I had a lot of response on this subject, and finally got around to doing a blog discussing the entire process.
So this is the machine that I use. It is a Haas SR-100 sheet router. This could be done with any CNC router/mill, really, this is just what I have.
This is the tooling that I use – V-Cutters from Hersaf. I did a lot of research into v-cutters, because I do a lot of engraving. I was told by several people that Hersaf is the best. I have a set of them and I have to agree – they are absolutely amazing. I’m told by Hersaf that they’ll even cut aluminum but I admit I’m scared! :) You don’t need a CNC machine to use these – they’re intended for cabinetry.
Ok so I cut the design into two pieces of wood. (Sorry I didn’T get photos of the cutting part; I was busy doing other things while it was cutting) The left is walnut, the right is maple. On the walnut I cut the design with a 90-degree cutter, basically as normal. On the maple, I cut the design (reversed) on the outside.
Close-up of the walnut.
Close-up of the maple.
You can see that they line up pretty well.
And then sit on top of each other perfectly.
I fill the walnut piece with glue. (Good ol’ Titebond III) As you can see, I am extremely liberal with the quantity of glue. It’s necessary. I’ve had pieces fail pretty hardcore because I missed a glue spot. Also rather than using a paintbrush I use a stick… years ago I was at a dollar store or something similar and they had bags of 1000 pairs of disposable chopsticks. Somehow I have more than a dozen of these bags, use them all the time,and it will still take me another ten years before I run out. But they’re perfect…
I don’t put any glue on the maple piece – it’s too hard to judge where all the glue is. I suppose I could use some kind of spray method, but this works, is pretty quick, not messy.
Clamp it all together. I try as much as possible to even out the pressure, but I also only put pressure on where the two pieces join. If I clamp on the edges of this design, it will pull the centre out and it won’t work. For this purpose, among others, I prefer to do designs that are fairly even distributed.

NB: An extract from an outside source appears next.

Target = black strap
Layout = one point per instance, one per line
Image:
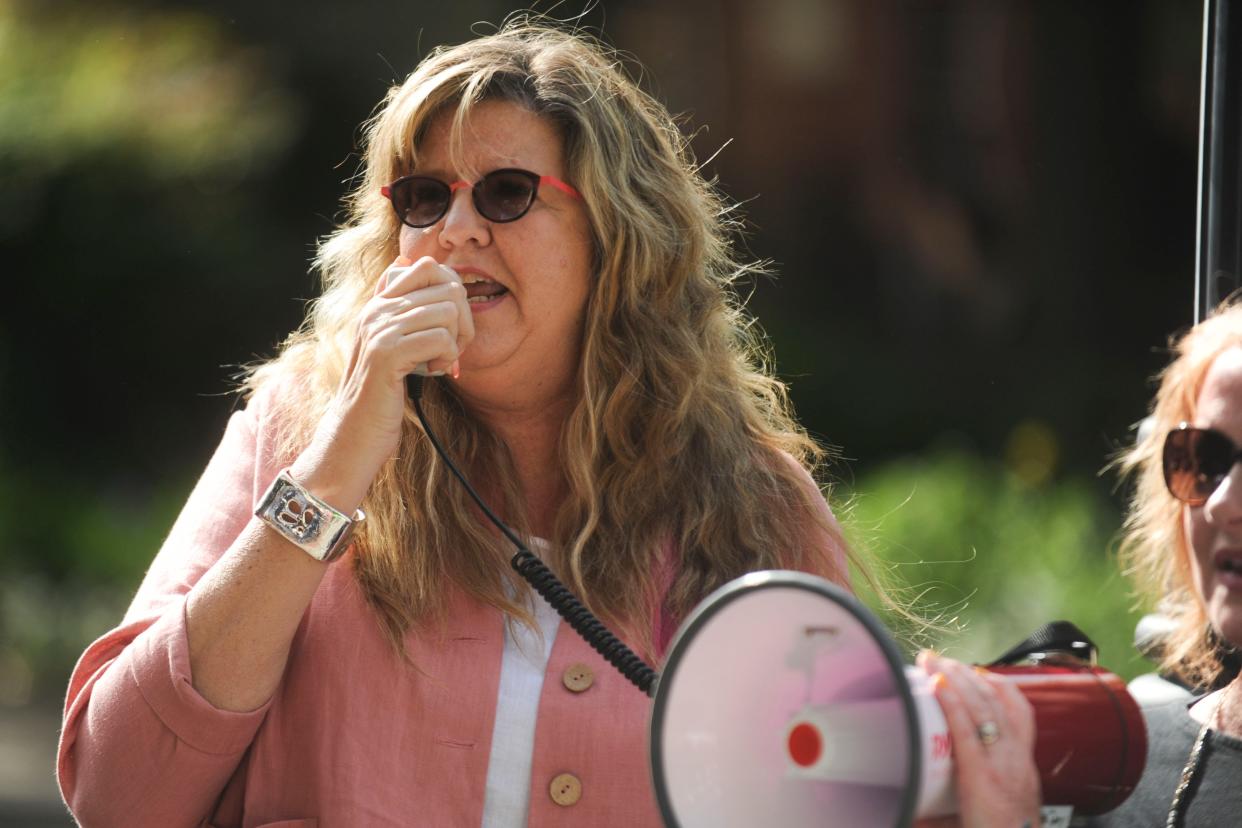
(1056, 637)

After it dried, I cut off the excess maple. (There was a lot – usually I try to pick a thin piece of wood, but eh.
There you go.
This particular one is kind of wonky… thanks to some weird parts on the initial design. When I do a normal v-carving of it, it looks very symmetrical, but it’s not at all. You can see that strongly here.
This is what it looks like when I do a normal carving of it…
also, I kind of messed up by removing too much material. But at that point -what can you do? Nothing.